- Title card
- Also known as: Istorifik: Pidol's Kuwentong Fantastik
- Genre: Comedy Fantasy
- Created by: Associated Broadcasting Company
- Written by: Elmer L. Gatchalian
- Directed by: Enrico S. Quizon
- Starring: Dolphy
- Country of origin: Philippines
- Original language: Tagalog
- No. of episodes: 128

Production
- Executive producers: Shirley J. Fabella Jenielle Enojo-Mauricio
- Running time: 60 minutes

Original release
- Network: TV5
- Release: April 4, 2010 – September 8, 2013

= Pidol's Wonderland =

Istorifik: Pidol's Kuwentong Fantastik (formerly known as Pidol's Wonderland) is a Philippine television fantasy comedy series broadcast by TV5. Directed by Enrico S. Quizon, it stars Dolphy. It aired on the network's Sunday evening line up from April 4, 2010 to September 8, 2013, replacing the Sunday slot of Everybody Hapi and was replaced by Who Wants to Be a Millionaire?. The program aired every Sunday at 6:30 PM.

Pidol's Wonderland dramatizes, adapts, and retells folk tales and legends, as well as original tall tales and fantasy stories.

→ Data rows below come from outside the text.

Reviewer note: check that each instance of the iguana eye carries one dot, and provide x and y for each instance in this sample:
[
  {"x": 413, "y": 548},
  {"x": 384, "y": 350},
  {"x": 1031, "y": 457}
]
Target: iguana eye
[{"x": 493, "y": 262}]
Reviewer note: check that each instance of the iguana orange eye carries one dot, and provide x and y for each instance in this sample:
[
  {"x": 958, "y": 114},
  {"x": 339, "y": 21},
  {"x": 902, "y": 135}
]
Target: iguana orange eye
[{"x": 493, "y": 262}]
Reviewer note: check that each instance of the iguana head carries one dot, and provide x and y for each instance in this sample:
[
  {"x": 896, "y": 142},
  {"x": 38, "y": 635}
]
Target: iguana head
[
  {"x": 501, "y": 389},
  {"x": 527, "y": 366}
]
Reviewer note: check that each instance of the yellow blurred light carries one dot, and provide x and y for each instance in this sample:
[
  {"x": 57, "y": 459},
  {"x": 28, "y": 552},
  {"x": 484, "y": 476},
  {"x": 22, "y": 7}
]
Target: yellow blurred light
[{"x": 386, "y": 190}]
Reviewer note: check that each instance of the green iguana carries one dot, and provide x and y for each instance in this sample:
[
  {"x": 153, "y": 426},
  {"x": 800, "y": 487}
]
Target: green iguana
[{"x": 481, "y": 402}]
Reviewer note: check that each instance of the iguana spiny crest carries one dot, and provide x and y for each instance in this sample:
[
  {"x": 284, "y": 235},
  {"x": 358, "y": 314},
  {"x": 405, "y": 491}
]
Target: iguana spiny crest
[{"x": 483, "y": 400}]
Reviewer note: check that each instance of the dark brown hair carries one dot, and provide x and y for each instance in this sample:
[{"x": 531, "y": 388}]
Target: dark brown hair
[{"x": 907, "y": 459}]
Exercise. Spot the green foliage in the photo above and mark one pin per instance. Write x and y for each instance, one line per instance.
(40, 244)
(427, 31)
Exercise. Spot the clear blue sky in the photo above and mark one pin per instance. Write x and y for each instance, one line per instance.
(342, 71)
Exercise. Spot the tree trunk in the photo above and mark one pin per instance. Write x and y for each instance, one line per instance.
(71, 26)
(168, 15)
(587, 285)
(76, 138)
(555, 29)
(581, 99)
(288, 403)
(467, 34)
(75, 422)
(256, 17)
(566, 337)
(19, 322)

Due to the hospital confinement of Dolphy In 2011, until his death In 2012, Pidol's Wonderland was reformatted as a fantasy anthology.

==Plot==
A curio shop owner in downtown Manila, Mang Pidol brings in the comedy together with his sons Bart (Vandolph Quizon) and Panyong (Epi Quizon), his daughter-in-law Jenny, and Baby VJ, his granddaughter.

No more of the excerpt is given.